The wider market that makes all of this profitable is the subject of the companion filing. This one is narrower on purpose: when a single report shows up, it helps to know the parents’ group behind it is also the household that sells the software.

Sources

Reporting backbone: Emanuel Maiberg, “‘BLOCKADE’: The Right Is Using AI Content Scanners to Try to Supercharge Book Banning,” 404 Media, April 2026 (reported with support from the MuckRock Foundation). The Rated Books method, the “Generated by RatedBooks.org” report format, NarraTrue, and Jessica Horton’s won appeals are documented there. Read it here.

The shared methodology line is quoted from the operators’ own sites: the National Book Rating Index and RatedBooks.org both state the rating and content-flagging methodology was “developed by S&S Apps LLC, and RatedBooks.org.”

The corporate facts come from filings with the Utah Division of Corporations and Commercial Code, reviewed for this piece. RatedBooks.org is a Utah nonprofit corporation (entity 14574510-0140, filed May 16, 2025) with Brooke Stephens as incorporator, director, president, and registered agent; its articles of incorporation list a founding board of five across four states, including “Kimberly Fletcher” of Branson, Missouri, the name and hometown of the founder of Moms for America (headquartered in Branson), alongside members in Sioux Falls, Kalamazoo, and Raleigh. S&S Apps, LLC (entity 12115414-0160) lists Aaron Stephens as manager at the same Layton address Brooke Stephens lists for herself on the RatedBooks.org filing. That Brooke and Aaron Stephens are a married couple is established in reporting on Rated Books and corroborated by the shared address; this piece treats the two filings, not the marriage, as the load-bearing fact, and does not publish the address itself.

The method is documented in Stephens’s own how-to video, “How to Challenge a Book in DSD,” posted to her YouTube channel, which screen-shares a written instruction sheet for challenging books in Utah’s Davis School District; the quoted steps are transcribed from that sheet.
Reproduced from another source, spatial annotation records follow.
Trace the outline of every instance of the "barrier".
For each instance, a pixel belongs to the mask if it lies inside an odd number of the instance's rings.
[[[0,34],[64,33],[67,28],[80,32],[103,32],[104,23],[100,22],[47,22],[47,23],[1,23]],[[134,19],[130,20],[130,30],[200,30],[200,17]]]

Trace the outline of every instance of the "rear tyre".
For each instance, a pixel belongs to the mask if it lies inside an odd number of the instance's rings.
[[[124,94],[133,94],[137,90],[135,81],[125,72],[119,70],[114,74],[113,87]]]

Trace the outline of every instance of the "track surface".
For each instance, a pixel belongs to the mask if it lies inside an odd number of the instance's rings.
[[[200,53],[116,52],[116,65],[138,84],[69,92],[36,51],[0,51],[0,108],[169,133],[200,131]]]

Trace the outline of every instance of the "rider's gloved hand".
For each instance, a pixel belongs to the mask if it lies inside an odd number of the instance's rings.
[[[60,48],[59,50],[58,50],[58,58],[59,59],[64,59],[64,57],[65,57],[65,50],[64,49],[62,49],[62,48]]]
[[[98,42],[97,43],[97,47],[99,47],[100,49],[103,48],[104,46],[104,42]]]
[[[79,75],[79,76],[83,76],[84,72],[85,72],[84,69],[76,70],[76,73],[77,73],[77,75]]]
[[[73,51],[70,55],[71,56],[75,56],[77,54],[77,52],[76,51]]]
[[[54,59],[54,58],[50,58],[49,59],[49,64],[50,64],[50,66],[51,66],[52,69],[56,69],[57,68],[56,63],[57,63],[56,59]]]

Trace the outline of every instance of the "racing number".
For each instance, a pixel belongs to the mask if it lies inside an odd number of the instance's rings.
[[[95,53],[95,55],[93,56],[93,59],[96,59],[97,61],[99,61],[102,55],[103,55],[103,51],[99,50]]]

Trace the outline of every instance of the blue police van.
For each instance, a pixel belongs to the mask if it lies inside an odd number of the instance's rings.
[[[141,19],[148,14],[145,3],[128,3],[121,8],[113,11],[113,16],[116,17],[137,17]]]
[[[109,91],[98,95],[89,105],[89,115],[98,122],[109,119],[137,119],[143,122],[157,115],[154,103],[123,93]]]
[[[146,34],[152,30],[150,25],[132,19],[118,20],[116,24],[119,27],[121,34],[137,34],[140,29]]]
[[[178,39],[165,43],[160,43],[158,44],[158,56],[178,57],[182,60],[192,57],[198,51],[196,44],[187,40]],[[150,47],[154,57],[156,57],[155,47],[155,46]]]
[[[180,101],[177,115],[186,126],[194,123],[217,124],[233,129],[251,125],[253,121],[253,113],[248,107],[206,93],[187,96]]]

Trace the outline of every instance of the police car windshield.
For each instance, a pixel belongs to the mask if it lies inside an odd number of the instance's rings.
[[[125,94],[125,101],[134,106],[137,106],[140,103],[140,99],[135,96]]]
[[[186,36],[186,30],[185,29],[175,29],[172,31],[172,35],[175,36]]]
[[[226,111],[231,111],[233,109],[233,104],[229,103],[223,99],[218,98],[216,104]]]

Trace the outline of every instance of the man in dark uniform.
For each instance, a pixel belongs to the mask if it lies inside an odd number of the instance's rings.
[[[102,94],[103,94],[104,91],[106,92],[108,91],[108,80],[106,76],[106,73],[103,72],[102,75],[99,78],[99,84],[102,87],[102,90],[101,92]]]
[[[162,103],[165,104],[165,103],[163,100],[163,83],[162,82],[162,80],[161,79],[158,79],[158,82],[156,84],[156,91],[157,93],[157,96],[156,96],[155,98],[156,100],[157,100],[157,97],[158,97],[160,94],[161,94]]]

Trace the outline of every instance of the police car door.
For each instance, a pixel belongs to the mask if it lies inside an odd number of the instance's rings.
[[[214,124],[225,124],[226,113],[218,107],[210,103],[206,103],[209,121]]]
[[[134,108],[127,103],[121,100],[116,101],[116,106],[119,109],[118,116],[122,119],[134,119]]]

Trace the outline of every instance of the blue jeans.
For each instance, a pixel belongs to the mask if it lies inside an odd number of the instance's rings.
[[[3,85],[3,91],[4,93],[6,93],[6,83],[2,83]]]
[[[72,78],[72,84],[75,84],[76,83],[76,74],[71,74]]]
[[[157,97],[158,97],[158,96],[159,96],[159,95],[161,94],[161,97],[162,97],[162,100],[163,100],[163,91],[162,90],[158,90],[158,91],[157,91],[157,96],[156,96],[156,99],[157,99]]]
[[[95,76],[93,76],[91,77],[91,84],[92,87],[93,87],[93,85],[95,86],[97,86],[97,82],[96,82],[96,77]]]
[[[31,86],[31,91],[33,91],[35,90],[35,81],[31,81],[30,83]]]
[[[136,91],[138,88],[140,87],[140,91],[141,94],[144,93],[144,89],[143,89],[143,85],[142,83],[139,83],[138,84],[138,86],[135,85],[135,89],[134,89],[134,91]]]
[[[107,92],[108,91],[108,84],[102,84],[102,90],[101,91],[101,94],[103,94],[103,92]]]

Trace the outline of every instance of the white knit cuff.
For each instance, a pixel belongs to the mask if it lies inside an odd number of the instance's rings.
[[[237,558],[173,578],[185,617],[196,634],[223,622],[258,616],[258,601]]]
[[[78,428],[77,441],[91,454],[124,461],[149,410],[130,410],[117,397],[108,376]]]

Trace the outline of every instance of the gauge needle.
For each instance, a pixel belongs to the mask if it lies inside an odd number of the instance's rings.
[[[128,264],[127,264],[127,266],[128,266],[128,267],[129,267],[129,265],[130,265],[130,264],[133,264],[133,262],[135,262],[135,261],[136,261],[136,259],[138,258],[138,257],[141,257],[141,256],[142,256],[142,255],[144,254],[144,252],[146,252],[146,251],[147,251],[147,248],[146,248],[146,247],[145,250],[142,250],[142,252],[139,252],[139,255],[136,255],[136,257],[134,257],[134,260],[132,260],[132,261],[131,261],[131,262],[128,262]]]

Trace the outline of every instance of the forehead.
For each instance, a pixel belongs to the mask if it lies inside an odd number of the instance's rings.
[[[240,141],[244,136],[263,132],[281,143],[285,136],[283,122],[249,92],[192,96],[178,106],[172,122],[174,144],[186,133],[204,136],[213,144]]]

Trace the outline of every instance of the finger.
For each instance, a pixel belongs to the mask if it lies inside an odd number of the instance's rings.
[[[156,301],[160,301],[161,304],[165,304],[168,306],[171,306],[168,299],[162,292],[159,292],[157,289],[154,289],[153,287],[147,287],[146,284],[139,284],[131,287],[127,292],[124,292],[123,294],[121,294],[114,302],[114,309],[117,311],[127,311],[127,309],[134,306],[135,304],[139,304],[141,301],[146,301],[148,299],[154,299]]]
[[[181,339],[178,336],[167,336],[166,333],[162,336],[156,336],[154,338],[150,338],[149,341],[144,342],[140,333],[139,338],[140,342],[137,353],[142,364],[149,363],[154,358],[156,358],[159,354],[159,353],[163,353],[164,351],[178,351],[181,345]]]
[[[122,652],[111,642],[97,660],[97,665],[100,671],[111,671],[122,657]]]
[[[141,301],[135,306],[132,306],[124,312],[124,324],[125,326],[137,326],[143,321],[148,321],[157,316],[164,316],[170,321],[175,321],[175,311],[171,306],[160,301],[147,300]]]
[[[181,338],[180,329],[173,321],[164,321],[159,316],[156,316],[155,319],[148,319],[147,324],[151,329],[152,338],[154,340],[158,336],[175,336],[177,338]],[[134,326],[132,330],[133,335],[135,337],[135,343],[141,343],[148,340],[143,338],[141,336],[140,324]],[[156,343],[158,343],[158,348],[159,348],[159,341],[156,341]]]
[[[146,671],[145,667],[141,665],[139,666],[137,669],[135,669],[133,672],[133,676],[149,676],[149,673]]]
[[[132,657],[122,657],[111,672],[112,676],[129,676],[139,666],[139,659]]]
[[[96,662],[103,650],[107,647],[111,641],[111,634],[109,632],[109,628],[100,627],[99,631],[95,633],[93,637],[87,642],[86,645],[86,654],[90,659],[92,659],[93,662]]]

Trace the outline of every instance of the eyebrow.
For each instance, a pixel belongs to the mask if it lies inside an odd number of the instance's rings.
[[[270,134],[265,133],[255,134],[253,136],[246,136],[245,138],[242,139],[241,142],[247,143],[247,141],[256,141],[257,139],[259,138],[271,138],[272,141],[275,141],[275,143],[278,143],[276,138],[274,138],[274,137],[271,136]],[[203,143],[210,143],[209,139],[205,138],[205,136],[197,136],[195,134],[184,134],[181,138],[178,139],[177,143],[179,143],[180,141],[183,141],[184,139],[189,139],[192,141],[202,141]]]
Her descriptions of how Rated Books uses AI, running excerpts through multiple chatbots and treating “the inclusion of BDSM” as an automatic top score, are quoted from a January post on the Rated Books Facebook page. This piece deliberately does not link or reproduce any single title’s report, to avoid amplifying the targeting of an individual book.

Background on Rated Books and the National Book Rating Index, including Stephens’s role with Utah Parents United and the operation’s public training of parents to file challenges: KUTV, “Activist group trains parents on how to get books banned” (link); and “EXCLUSIVE: Utah mom launches National Book Rating Index,” The Post Millennial (link).

What this piece does not claim: that Brooke Stephens personally owns or profits from NarraTrue or any specific product; that any specific dollar amount has changed hands between the entities; or that anyone broke a law. The conflict-of-interest reading is a characterization of the documented related-party structure, not a finding about any individual’s finances or motives. It does not publish the household’s home address, and it does not assert that any particular book flagged by these tools is in fact “pornographic.” The argument is about structure and method, not any title or person’s bank account.

Filed June 2026. No corrections to date.